La raison ne réside pas dans le déclin du transport, mais dans la logique même qui a présidé à la construction du réseau. Les lignes de la région de Kyïv ont été historiquement tracées de manière radiale — elles mènent toutes à Kyïv et reviennent. Il existe à peine de liaisons directes interrégionales depuis les localités de la région qui contournent la capitale.

Lorsque Kyïv est exclu de l'analyse, la région de Kyïv s'avère être la moins bien reliée au reste du pays parmi toutes les régions.

Dans le classement final de la couverture, la région a occupé la dernière place avec un score de 1,8 — contre une médiane nationale de 42,4 et un maximum de 100.

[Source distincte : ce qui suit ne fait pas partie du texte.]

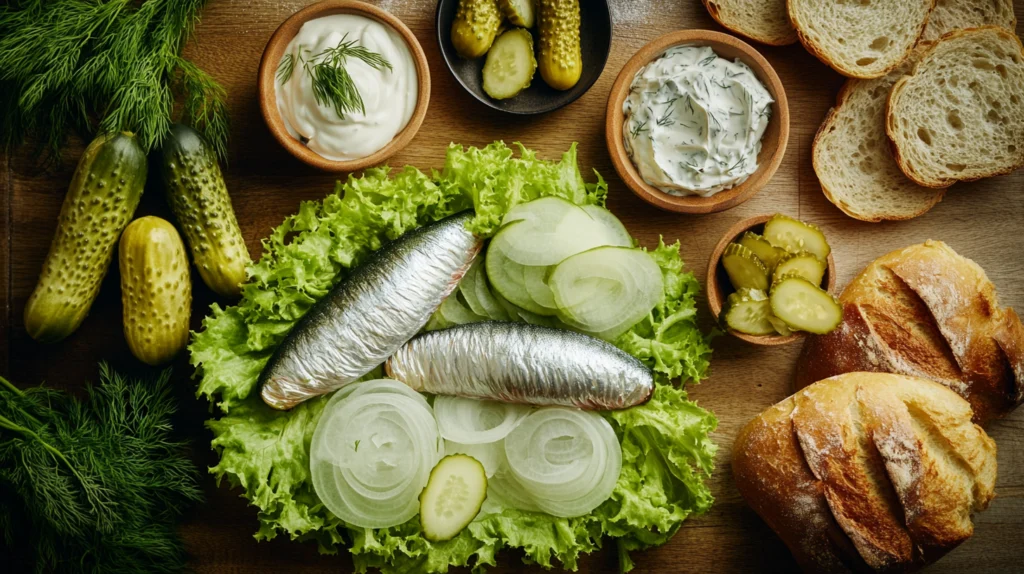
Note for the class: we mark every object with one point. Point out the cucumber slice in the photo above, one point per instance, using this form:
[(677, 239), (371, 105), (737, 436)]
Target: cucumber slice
[(804, 306), (796, 236), (510, 65), (806, 265), (453, 496), (749, 311), (509, 278), (606, 288), (519, 12), (617, 235), (549, 230), (743, 268), (767, 253)]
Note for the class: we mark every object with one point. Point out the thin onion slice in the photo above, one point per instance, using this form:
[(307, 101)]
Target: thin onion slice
[(565, 460), (372, 453), (475, 422)]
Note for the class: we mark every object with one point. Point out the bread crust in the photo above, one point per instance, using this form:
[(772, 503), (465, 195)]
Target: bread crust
[(897, 92), (771, 41), (810, 46), (866, 472), (926, 311)]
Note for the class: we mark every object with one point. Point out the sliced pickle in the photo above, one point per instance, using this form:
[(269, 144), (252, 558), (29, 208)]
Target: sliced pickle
[(804, 306), (805, 264), (767, 253), (796, 236), (749, 311), (743, 268)]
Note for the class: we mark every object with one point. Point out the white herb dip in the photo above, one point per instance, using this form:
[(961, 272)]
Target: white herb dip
[(388, 95), (694, 122)]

La capitale sauve les statistiques

C'est là que se cache un détail inattendu : si l'on compte Kyïv et la région comme une seule agglomération, le tableau change radicalement — la région aurait occupé la sixième place sur 24 en termes de couverture. Autrement dit, le problème ne réside pas dans le manque de destinations où transporter des passagers, mais dans le fait que toute l'infrastructure est entièrement centrée sur la capitale, et sans elle, la région « s'effondre » sur la carte des transports.

Qui est en meilleure position

L'IED a classé les régions en quatre catégories :

  • Réseau suffisant : Dnipropetrovsk, Volhynie, Mykolaïv, Zhytomyr, Rivne, Tcherkassy.
  • Réseau dense mais surchargé : Ivano-Frankivsk, Ternopil, Khmelnytsky — il y a beaucoup de lignes, mais la charge est supérieure à la moyenne.
  • Déficit : Kyïv, Lviv, Kharkiv, Transylvanie, Tchernivtsi, Vinnytsia, Odessa — peu de lignes pour une forte demande.
  • Faible demande : Sumy, Kirovohrad, Tchernihiv — le réseau est clairsemé, mais le nombre de passagers est aussi limité.

Les régions de Poltava et de Zaporizhzhia se situent à la limite entre les catégories, tandis que Donetsk, Luhansk et Kherson ont été exclues de la comparaison en raison de distorsions dues à l'occupation.

Ce que cela signifie en pratique

Pour un habitant d'un chef-lieu de district de la région de Kyïv, cela signifie une chose : pour se rendre au centre régional voisin, il faudra le plus souvent passer par Kyïv — avec correspondance, perte de temps et frais supplémentaires de billet. La question de savoir si la région verra apparaître ne serait-ce que quelques lignes directes interdistricts contournant la capitale, ou si le réseau continuera à être développé selon le principe « tous les chemins mènent à Kyïv », reste ouverte — et la réponse à cette question déterminera précisément si la position de la région change dans le prochain classement.